I sit on the bed, exhausted from the trip but not exhausted enough to lie down and nap. Sleep would be needed eventually but not yet. Things have to be done before I can give myself the luxury of dreaming.
The windows appear freshly washed. It is as if there is no glass separating me from the outside. I stand up and walk over to check for sure that there is something protecting me from falling out of the building.

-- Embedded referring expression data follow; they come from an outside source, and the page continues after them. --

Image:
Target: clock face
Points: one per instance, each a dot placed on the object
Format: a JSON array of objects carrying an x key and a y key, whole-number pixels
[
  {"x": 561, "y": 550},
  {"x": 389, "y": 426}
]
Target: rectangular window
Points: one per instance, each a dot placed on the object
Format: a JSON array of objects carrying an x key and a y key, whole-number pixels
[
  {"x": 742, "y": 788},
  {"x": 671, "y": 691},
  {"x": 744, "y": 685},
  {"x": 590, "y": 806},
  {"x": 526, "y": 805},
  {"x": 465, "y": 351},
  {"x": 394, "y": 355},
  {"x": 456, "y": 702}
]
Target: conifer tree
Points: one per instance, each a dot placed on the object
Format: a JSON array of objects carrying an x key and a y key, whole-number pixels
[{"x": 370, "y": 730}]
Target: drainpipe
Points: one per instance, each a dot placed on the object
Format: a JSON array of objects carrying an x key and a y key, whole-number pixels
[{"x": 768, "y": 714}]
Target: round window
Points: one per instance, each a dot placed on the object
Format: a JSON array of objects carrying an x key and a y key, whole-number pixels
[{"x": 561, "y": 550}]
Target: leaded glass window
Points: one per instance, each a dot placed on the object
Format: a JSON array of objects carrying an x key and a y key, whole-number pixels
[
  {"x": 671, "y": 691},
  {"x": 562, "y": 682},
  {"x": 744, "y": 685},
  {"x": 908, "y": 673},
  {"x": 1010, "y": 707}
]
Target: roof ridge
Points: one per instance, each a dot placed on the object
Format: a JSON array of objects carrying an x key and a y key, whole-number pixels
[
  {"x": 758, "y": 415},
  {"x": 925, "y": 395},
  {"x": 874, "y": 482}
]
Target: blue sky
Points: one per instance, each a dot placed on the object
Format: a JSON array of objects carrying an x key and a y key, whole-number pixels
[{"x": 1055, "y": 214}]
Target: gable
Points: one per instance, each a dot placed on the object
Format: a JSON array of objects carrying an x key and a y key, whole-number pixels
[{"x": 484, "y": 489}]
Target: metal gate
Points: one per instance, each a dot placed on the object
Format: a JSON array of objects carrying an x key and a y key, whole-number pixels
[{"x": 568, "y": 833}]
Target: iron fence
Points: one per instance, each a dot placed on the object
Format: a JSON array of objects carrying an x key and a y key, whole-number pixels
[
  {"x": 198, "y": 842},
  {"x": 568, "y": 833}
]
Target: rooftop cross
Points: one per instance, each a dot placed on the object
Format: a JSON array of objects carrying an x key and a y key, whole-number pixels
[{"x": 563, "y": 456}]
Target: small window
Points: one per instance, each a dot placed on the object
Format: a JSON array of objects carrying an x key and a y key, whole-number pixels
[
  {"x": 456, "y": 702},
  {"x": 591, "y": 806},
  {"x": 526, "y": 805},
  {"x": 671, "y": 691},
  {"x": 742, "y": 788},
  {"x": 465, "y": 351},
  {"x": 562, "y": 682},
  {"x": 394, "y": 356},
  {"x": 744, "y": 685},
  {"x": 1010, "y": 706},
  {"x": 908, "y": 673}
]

I put my hand out and touch the warm smoothness of the glass. I am worried its temperature will soon rise to the point of melting. I do not want to be burned by fiery glass. I do not want to fall out of the window.
I pull my hand away for it is like touching a warm corpse.
Still, I stay put, looking out and watching the dark green sea as it ripples and pulsates. After staring into its surface for a few minutes, I go back to the bed and turn the television on with the freshly cleaned remote control.
Television provides me with life outside of my thoughts. But maybe I just like the noise. It produces sounds I don’t have to take part in, voices I don’t have to respond to. It is a way of being a part of society without actually taking part in society.
Therefore I have little need of real friends or family. Instead, I let the television programs act as the outside chaos that would otherwise engulf my senses and emotional stability. Television broadcasts never decay. They are, in a way, eternal.
I never followed any particular program, though. I don’t make any effort to have the television on at any particular time. I let my whim dictate my interactions with the shows. The randomness of my viewing exposes me to a myriad number of life experiences. I never know what the day will bring.
This particular hotel room television is ancient. I am sure one of the dust-covered speakers is blown out because the noise sounds lopsided and muffled which makes everything that comes out of it resemble slow ocean waves. I am soothed into a state of calm.
It is during this state of calm that the hotel starts to collapse.